Prime Minister Sanae Takaichi has framed nuclear energy as essential for Japan’s future, especially as power demand rises from data centres, artificial intelligence, and semiconductor manufacturing.
Supporters argue nuclear power provides stable, low-carbon energy that renewables alone cannot yet match in Japan’s mountainous landscape.
Critics disagree.
Rising costs and fragile confidence
Running nuclear plants has become far more expensive since Fukushima. New safety standards require massive investments in infrastructure, inspections, and emergency preparedness.
“Nuclear power is getting much more expensive than Japan expected,” says Dr Florentine Koppenborg of the Technical University of Munich. “That challenges the long-held idea that it is cheap and reliable.”
The government faces a tough choice: subsidize nuclear power, risking public backlash or pass higher costs on to consumers already struggling with rising living expenses.
Trust is another problem.
Kashiwazaki-Kariwa has been hit by a series of security lapses, including lost confidential documents and mishandled sensitive data. Elsewhere, regulators recently halted restart reviews at another plant after an operator was found to have manipulated earthquake data.
While Japan’s Nuclear Regulation Authority says safety oversight is now stricter than ever, each scandal reinforces public anxiety.
A nation still haunted by Fukushima
Public opinion remains divided.
Surveys show support for nuclear power has slowly recovered, with more than half of respondents backing it only if safety can be guaranteed. Yet fear has not disappeared.
The 2023 release of treated radioactive water from Fukushima reignited protests at home and abroad.
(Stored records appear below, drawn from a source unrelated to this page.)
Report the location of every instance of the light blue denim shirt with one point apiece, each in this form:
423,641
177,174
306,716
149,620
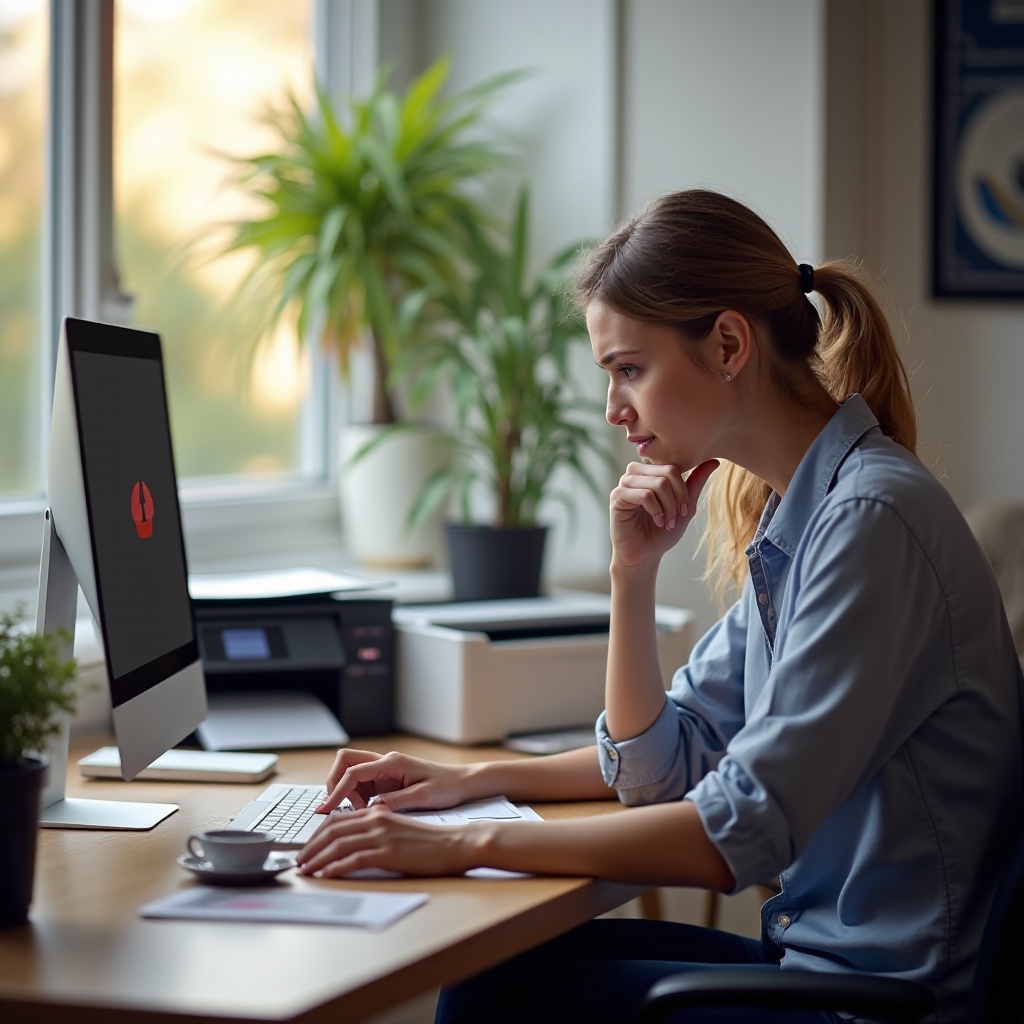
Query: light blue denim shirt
852,724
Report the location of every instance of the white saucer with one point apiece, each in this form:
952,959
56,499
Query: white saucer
203,869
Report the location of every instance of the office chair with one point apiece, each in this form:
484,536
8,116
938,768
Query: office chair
996,995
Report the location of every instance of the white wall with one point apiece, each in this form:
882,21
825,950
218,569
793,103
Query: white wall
967,355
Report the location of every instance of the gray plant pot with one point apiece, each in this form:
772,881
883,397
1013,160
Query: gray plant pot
20,785
495,562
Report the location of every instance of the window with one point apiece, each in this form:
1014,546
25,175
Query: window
190,80
111,114
24,43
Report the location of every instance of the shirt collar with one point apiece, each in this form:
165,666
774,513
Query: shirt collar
784,520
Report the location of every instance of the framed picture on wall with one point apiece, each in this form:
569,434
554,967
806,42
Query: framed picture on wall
978,187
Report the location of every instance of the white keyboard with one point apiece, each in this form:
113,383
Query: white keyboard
284,810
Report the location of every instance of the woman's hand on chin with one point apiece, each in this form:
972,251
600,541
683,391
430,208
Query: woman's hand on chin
651,507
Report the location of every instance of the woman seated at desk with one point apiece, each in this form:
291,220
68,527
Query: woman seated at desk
850,725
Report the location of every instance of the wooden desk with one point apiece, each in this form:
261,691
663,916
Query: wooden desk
87,956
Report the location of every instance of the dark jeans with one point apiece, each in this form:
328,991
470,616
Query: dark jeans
600,972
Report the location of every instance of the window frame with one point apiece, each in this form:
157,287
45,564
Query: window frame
227,519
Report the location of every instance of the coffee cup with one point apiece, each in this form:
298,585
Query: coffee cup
231,852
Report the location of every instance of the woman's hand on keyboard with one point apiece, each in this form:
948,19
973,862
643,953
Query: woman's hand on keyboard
398,781
376,839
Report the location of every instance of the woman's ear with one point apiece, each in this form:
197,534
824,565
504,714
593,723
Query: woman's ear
733,343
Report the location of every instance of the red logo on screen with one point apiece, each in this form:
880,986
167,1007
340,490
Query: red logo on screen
141,509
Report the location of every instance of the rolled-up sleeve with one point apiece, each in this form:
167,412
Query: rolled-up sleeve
702,711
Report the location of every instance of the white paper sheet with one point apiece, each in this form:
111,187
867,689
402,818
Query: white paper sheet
275,583
363,909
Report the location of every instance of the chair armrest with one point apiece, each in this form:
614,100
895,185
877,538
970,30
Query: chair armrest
893,999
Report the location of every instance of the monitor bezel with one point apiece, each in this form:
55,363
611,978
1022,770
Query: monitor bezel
107,339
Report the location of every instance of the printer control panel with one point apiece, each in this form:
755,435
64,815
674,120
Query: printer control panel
342,650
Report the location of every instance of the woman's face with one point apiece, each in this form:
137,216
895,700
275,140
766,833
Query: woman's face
673,411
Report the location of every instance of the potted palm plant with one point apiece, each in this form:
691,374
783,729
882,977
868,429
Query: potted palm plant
520,416
363,206
36,689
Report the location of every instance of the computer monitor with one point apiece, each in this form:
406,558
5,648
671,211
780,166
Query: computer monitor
113,526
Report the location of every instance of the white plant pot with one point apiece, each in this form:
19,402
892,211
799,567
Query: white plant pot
377,493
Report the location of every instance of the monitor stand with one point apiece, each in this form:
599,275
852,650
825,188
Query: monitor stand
57,609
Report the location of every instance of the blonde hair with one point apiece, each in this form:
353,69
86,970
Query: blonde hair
693,254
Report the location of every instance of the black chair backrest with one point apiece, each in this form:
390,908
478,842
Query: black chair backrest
997,993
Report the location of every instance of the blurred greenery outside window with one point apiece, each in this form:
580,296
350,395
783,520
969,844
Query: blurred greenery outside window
24,93
189,81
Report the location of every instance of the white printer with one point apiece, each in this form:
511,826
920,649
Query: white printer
481,671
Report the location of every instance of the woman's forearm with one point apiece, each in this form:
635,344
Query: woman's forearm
572,775
634,690
664,844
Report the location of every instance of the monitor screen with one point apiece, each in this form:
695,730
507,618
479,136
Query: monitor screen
131,497
130,493
114,528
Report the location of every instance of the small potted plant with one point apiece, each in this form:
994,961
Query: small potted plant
36,690
363,204
520,415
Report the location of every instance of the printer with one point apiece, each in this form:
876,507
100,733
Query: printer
336,646
480,672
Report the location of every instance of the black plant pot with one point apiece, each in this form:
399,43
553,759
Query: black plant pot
20,786
494,562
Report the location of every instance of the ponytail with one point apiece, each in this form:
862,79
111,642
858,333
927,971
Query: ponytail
694,253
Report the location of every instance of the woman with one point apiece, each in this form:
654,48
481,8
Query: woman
851,724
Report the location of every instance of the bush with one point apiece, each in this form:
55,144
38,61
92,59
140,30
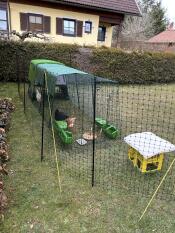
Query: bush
135,67
24,52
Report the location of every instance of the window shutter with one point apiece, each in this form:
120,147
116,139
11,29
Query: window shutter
79,28
59,26
47,21
24,21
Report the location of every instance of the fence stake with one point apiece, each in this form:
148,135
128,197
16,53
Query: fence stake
94,116
43,118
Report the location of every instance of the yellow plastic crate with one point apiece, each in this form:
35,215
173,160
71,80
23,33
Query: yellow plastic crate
145,165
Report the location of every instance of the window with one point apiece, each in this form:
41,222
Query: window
101,33
69,27
3,20
35,23
88,27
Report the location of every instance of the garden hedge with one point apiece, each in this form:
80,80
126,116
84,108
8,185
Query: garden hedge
11,51
134,67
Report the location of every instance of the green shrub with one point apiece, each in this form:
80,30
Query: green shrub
135,67
11,52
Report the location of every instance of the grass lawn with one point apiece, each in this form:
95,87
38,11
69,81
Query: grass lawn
35,204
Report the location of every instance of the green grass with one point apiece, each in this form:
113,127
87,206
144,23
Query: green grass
35,204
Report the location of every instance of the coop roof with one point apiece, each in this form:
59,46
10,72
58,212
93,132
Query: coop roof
148,144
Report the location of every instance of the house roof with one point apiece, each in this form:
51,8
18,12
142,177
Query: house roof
118,6
167,36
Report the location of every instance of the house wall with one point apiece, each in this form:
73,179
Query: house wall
86,39
108,39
Demonstrations have also followed the Kashiwazaki-Kariwa restart, with residents warning they would bear the consequences of any future accident.
Authorities insist lessons have been learned. At Kashiwazaki-Kariwa, 15-metre-high seawalls now stand guard against tsunamis, and critical systems are protected by watertight barriers.
Former nuclear safety official Hisanori Nei says the plant could withstand a disaster similar to 2011. Others are less convinced.
“They are preparing for the worst they have seen,” Koppenborg warns, “but not necessarily for what is coming – rising sea levels, stronger storms, or the once-in-a-century mega-earthquake Japan still fears.”
Why this matters beyond Japan
Japan’s nuclear restart is being watched closely around the world.
Global momentum is building around nuclear energy as countries struggle to balance climate goals with energy demand. The International Atomic Energy Agency says global nuclear capacity could more than double by 2050.
Japan’s experience offers a warning – and a lesson.
Restarting nuclear power is an engineering challenge as well as a social contract. Without trust, transparency, and long-term planning, even the world’s largest nuclear plant cannot fully power a nation forward.
For now, Japan has taken a careful step back into nuclear energy. Whether it can go further remains an open question.